Any idea about this?
what is the output of docker ps
on that host?
can you try to create a cluster with a different name kind create cluster --name testkind
?
Same if I name it testkind:
kubectl --context=kind-testkind get pods --all-namespaces
NAMESPACE NAME READY STATUS RESTARTS AGE
kube-system coredns-558bd4d5db-hcrbt 0/1 Running 0 4m34s
kube-system coredns-558bd4d5db-w8g6m 0/1 Running 0 4m34s
kube-system etcd-testkind-control-plane 1/1 Running 0 4m44s
kube-system kindnet-dcn6g 1/1 Running 0 4m34s
kube-system kube-apiserver-testkind-control-plane 1/1 Running 0 4m44s
kube-system kube-controller-manager-testkind-control-plane 1/1 Running 0 4m52s
kube-system kube-proxy-ptlvk 1/1 Running 0 4m34s
kube-system kube-scheduler-testkind-control-plane 1/1 Running 0 4m51s
local-path-storage local-path-provisioner-547f784dff-9tgsg 0/1 CrashLoopBackOff 5 4m34s
docker ps | grep kindest
5eb142bfad98 kindest/node:v1.21.1 "/usr/local/bin/entrβ¦" About a minute ago Up About a minute 127.0.0.1:37423->6443/tcp kind-control-plane
since I have minikube running too, a full docker ps would list another 66 containers.
I can't understand this honestly, unless dns is messed, can you verify that the host matches the ip of he node?
Also FYI: I am running a bare-metal minikube on the same machine (vm-driver=none).
... is there a reason for this? I don't know what all bare-metal minikube does these days, but I would not be surprised if it's related.

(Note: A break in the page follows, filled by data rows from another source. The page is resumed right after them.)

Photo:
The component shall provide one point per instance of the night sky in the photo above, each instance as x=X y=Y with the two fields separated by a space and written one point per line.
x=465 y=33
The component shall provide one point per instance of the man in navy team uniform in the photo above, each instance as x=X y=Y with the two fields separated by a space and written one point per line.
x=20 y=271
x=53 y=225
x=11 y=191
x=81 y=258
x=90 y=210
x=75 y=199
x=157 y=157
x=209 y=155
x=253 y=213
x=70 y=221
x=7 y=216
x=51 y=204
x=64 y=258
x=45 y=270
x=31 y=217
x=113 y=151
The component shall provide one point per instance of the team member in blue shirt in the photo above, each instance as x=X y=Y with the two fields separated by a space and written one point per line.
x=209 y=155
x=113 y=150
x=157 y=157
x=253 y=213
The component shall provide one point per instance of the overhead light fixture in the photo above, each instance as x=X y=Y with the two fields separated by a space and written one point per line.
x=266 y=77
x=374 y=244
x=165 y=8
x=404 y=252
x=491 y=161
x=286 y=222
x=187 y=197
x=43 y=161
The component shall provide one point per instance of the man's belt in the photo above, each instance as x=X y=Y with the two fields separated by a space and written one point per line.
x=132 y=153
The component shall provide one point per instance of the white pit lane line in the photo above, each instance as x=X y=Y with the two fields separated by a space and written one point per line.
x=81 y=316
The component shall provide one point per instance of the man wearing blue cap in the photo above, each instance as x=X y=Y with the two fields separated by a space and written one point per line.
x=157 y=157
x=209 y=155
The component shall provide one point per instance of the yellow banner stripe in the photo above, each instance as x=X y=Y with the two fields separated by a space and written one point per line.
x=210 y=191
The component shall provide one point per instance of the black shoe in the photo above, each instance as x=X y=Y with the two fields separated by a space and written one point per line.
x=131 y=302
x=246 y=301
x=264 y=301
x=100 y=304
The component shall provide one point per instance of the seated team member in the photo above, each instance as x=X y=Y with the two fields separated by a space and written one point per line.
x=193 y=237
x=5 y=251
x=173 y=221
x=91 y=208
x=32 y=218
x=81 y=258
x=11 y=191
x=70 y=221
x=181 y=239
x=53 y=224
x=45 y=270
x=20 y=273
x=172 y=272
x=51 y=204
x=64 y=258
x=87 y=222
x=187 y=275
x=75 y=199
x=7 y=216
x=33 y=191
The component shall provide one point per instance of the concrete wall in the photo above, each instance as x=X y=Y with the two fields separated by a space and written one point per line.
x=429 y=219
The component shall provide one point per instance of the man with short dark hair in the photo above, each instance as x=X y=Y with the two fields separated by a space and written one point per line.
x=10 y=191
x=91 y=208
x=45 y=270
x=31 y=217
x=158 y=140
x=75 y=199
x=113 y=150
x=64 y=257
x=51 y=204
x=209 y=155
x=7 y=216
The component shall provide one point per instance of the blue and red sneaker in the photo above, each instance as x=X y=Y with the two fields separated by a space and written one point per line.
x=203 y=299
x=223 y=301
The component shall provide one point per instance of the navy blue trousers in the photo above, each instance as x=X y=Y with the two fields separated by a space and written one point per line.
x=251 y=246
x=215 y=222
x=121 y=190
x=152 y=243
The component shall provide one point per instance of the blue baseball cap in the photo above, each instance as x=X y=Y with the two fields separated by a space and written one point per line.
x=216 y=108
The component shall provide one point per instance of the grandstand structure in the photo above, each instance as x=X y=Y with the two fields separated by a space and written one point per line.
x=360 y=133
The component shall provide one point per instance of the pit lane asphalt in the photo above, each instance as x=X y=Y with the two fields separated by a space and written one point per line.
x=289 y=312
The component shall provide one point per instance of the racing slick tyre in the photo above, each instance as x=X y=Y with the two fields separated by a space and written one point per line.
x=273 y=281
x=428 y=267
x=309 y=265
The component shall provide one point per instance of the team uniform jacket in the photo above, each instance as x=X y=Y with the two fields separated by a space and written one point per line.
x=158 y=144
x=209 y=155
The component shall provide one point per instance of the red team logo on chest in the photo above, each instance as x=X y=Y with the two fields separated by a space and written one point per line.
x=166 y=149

Does it also fail in this environment if you clean up the bare metal minikube first?
I run kind clusters on rodete all the time (hi googler!) and at the moment rodete should be fine (in the past we've had fun with things like cgroupsv2 breaking the available docker version and preventing older k8s releases from working π )
certs are handled by kubeadm and aren't anything terribly special. I suspect the bare metal minikube networking is interfering here? Probably the lookup to the API server is conflicting with the bare metal cluster on that host.

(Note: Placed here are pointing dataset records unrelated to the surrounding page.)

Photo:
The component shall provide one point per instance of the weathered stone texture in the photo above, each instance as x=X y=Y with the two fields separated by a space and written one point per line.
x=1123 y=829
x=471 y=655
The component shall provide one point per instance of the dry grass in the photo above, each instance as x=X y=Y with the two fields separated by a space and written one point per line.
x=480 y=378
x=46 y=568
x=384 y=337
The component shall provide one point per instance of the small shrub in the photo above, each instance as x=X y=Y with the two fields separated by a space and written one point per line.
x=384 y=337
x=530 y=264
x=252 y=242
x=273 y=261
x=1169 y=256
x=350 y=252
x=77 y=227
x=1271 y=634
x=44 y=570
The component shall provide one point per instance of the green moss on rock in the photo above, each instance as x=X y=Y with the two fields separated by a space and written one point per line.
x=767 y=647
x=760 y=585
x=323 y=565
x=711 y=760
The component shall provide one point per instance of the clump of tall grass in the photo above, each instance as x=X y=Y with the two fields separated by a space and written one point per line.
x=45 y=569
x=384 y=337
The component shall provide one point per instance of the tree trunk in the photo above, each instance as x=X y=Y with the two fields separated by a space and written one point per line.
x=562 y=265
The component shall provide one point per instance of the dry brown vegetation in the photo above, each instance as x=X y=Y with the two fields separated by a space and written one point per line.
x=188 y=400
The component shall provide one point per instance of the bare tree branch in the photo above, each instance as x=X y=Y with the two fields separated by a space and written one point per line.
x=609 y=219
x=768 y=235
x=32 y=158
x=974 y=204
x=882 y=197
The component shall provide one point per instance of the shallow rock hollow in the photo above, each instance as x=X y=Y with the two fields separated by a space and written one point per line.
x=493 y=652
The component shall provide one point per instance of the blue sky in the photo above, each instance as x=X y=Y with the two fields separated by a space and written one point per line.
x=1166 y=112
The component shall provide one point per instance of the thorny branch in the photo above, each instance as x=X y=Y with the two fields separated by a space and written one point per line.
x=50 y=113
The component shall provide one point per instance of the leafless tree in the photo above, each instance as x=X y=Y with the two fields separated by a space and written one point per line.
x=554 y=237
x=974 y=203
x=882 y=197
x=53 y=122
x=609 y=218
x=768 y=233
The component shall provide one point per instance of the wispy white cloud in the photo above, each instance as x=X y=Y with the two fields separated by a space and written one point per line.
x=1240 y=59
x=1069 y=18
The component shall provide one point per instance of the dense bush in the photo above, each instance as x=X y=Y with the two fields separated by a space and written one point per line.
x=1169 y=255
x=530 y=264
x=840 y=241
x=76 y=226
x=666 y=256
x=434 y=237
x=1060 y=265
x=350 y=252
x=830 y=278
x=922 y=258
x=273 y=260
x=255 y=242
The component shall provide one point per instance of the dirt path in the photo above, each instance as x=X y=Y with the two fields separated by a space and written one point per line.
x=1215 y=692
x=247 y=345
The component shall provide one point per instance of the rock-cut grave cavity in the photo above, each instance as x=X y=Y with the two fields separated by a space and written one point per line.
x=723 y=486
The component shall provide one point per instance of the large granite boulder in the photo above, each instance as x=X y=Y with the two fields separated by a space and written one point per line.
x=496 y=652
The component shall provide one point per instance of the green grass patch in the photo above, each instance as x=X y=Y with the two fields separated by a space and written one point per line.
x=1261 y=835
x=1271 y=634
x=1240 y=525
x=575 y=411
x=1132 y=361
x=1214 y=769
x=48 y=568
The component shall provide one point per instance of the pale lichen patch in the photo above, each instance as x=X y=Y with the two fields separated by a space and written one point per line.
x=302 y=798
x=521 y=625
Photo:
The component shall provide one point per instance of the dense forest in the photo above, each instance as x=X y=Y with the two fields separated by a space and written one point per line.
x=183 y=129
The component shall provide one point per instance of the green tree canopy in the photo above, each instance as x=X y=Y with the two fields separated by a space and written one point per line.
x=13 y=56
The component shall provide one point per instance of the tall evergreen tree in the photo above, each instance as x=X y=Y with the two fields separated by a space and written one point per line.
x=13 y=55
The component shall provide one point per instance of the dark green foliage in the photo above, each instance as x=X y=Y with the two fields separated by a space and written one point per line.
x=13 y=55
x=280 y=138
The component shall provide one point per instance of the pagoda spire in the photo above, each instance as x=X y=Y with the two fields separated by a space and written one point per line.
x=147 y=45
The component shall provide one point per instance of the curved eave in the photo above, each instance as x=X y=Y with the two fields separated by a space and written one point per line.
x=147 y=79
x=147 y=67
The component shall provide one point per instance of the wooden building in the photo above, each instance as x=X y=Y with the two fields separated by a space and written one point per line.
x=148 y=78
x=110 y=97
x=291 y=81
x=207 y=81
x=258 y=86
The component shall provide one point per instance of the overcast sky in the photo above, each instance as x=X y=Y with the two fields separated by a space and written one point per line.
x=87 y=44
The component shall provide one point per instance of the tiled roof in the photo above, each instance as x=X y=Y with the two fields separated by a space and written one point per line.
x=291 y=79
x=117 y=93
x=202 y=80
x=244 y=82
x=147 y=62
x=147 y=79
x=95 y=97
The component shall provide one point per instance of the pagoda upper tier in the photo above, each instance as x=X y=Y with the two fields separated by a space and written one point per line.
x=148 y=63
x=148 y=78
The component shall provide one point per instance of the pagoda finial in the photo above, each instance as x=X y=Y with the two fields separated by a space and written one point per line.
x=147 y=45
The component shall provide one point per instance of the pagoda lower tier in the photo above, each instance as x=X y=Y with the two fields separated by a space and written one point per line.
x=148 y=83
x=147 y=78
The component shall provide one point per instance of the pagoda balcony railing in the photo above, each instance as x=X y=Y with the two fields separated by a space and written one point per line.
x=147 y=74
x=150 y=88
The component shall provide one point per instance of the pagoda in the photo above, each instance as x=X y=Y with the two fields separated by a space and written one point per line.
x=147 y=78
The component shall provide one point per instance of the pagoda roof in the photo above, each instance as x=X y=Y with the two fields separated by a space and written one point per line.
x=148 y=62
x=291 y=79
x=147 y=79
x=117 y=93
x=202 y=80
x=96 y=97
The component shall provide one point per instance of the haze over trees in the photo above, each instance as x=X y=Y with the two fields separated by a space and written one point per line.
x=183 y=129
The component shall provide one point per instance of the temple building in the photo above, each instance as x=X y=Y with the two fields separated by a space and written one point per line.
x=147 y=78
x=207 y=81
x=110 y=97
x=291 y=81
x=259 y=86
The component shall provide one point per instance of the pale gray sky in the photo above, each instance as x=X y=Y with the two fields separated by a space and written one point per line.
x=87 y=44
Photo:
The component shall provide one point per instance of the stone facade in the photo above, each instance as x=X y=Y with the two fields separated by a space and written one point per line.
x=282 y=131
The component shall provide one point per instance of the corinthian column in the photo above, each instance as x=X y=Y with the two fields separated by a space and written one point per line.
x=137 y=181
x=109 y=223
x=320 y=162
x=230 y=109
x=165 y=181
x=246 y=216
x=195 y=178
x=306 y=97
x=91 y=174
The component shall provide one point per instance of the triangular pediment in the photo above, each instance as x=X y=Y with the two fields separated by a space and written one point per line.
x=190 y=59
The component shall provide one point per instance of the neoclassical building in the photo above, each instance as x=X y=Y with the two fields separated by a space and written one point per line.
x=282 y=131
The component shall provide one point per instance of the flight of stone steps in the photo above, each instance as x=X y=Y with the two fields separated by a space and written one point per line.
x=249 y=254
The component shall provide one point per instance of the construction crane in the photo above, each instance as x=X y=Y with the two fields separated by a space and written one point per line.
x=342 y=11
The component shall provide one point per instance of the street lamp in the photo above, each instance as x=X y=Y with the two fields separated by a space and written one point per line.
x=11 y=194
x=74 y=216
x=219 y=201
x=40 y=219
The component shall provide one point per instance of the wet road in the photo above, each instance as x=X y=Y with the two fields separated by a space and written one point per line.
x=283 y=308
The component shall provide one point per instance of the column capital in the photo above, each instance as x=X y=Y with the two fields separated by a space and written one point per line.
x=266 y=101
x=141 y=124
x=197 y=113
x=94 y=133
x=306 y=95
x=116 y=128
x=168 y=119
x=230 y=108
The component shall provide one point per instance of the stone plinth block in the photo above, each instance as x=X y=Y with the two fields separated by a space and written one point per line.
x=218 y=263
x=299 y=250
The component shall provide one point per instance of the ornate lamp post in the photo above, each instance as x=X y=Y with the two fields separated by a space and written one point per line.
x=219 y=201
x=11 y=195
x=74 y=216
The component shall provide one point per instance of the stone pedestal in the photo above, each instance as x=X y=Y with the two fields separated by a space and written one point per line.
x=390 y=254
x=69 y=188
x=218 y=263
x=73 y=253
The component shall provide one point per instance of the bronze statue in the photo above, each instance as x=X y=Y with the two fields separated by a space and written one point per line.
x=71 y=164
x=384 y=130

Is the /etc/cni/net.d part of the node image? Asking since I also have the directory on the host (for the bare-metal minkube).
this is something that gets written out when the networking daemon (kindnetd) starts up, we run it as a daemonset (pretty typical for CNI implementations), it is read by containerd for creating pods that don't use hostnetwork (apiserver, the networking agent, kube-proxy all use host-network, and kubelet runs on the host).

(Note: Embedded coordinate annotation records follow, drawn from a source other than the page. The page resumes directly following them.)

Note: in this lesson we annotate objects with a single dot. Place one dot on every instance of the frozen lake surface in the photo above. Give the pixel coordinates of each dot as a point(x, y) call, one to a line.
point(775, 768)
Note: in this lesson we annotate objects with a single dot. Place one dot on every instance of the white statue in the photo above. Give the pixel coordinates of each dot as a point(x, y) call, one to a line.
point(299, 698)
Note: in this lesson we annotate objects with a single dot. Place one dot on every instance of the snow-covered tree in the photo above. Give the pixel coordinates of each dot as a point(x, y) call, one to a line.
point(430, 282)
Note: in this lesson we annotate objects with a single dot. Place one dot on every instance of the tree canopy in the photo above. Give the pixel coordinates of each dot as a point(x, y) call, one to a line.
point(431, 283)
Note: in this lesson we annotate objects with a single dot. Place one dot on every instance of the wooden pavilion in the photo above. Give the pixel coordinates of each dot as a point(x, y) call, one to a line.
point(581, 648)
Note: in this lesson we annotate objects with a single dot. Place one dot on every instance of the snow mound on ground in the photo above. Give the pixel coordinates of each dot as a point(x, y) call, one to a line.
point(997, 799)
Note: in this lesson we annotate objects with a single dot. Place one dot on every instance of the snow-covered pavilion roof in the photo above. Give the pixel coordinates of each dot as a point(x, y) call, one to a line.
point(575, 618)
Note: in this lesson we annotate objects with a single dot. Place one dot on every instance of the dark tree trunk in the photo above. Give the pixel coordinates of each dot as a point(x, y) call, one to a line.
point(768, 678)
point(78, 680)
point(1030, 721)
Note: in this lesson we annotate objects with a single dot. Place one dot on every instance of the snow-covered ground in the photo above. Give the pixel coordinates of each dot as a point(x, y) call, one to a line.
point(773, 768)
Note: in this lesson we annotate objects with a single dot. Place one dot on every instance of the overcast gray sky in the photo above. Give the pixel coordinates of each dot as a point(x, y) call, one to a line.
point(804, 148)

vm-driver=none since we use k8s on appliances (need to access hw).
vm-driver=none since we use k8s on appliances (need to access hw).
er but why this and kind? (also you can use extraMounts config to pass hw vfs to kind nodes).
I think the networking changes vm-driver=none is making is conflicting with kind, and I'm not sure this is super reasonable to debug and support?
I really don't recommend running vm-driver=none on your workstation.
I would guess more specifically running minikube vm-driver=none is screwing up the DNS resolution and we are actually reaching the wrong api-server.
We're using kind for tests and minikube for the developers.
Given Kubernetes is removing dockershim support in 1.24, that approach is probably going to become its own headache for other reasons ...
Still inclined to suggest that vm-driver=none is causing the networking issues here. I doubt that kubeadm is actually generating bad certs and docker is responsible for the node names resolving correctly ordinarily.
Can you mount through the devices you need to a containerized or VMfull cluster? vm-driver=none takes over the host environment in various ways, running kubeadm init in a developer environment is generally avoided (e.g. the kubeadm team use "kinder" an extension of this project).